Since then, the interface has been significantly re-worked. It now monitors all forty-four of the Department's RADSL lines, with the facility to easily add more. Line speed, traffic, errors and discards are all monitored and graphed. All web pages are dynamically generated, and contain information extracted from the access multiplexers as the page is generated. An example of a web page from this system is given in Figure 3-3.
As can be seen from Figure 3-3, this application displays a number of graphs. For each of the metrics (line speed, traffic, errors, and discards), four graphs are displayed. Each of these graphs displays the up and downstream values for the metric plotted against time. Each graph displays a different time frame in the same amount of space, being a day, a week, a month, and a year.
The information collected by this system is used for a number of purposes.
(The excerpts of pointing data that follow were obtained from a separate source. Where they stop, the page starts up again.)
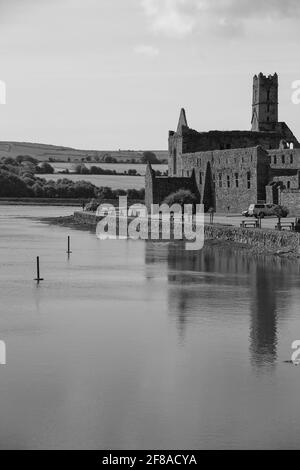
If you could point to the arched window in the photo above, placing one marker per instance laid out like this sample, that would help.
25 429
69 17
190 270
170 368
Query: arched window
175 161
249 180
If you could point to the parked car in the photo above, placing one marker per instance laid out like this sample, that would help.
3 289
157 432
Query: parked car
297 224
260 210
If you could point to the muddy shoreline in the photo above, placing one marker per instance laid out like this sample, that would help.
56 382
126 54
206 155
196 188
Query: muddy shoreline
214 235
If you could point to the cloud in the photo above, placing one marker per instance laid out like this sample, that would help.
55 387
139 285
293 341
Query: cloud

It is used to determine which lines are most utilised, and this data is used to help balance the load between the blades on the access multiplexer. Each access multiplexer has a number of blades that are connected to external lines. Every line on a blade shares a common uplink from the blade to the rest of the network, so to get the best performance it is important to evenly distribute the load amongst the available blades.
When a line is faulty, the information collected from the system is used to determine when the fault occurred and the duration of the fault condition. If the line fault is reported to the local telephone company (telco), this information is provided with the report to aid them in their diagnosis. Since this information can be compared against the dates on job cards in the area, et cetera, the availability of this data has often allowed the telco to quickly identify and rectify faults that would otherwise have taken a significant amount of time to trace.
The configuration of this application was done using the XML approach described in Section 3.2. It uses this configuration file to determine the host name to connect to, the SNMP community to use and the OIDs to retrieve from each hosts. A sample of this configuration is given in Figure 3-4.
Figure 3-4. Subset of configuration file
<?xml version="1.0" standalone="yes" ?> <monitor> <host name="dslam1.ict.ru.ac.za" community="public"> <oids> <oid name="upspeed" type="gauge" precision="32">.220.127.116.11.4.1.1718.104.22.168.22.214.171.124.1.1.6.$port.31</oid> <oid name="downspeed" type="gauge" precision="32">.126.96.36.199.188.8.131.52.1.5.$port</oid> </oids> </host> <host name="dslam1.ict.ru.ac.za" community="public"> <oids> <oid name="communities">.184.108.40.206.220.127.116.11.18.104.22.168</oid> <oid name="interfaces">.22.214.171.124.126.96.36.199.1.3"</oid> </oids> </host> <host name="dslam1.ict.ru.ac.za" community="public@s1p1"> <oids> <oid name="upspeed" type="gauge" precision="32">.188.8.131.52.4.1.17184.108.40.206.220.127.116.11.1.1.6.$port.31</oid> <oid name="downspeed" type="gauge" precision="32">.18.104.22.168.22.214.171.124.1.5.$port</oid> </oids> </host> </monitor>
This format of configuration files makes it easy to extend the system to add new access multiplexers. The system itself is designed to automatically detect the presence of remote RADSL modems and will start logging data as soon as a new remote network is detected. This makes the system almost completely self-configuring once the initial information has been provided.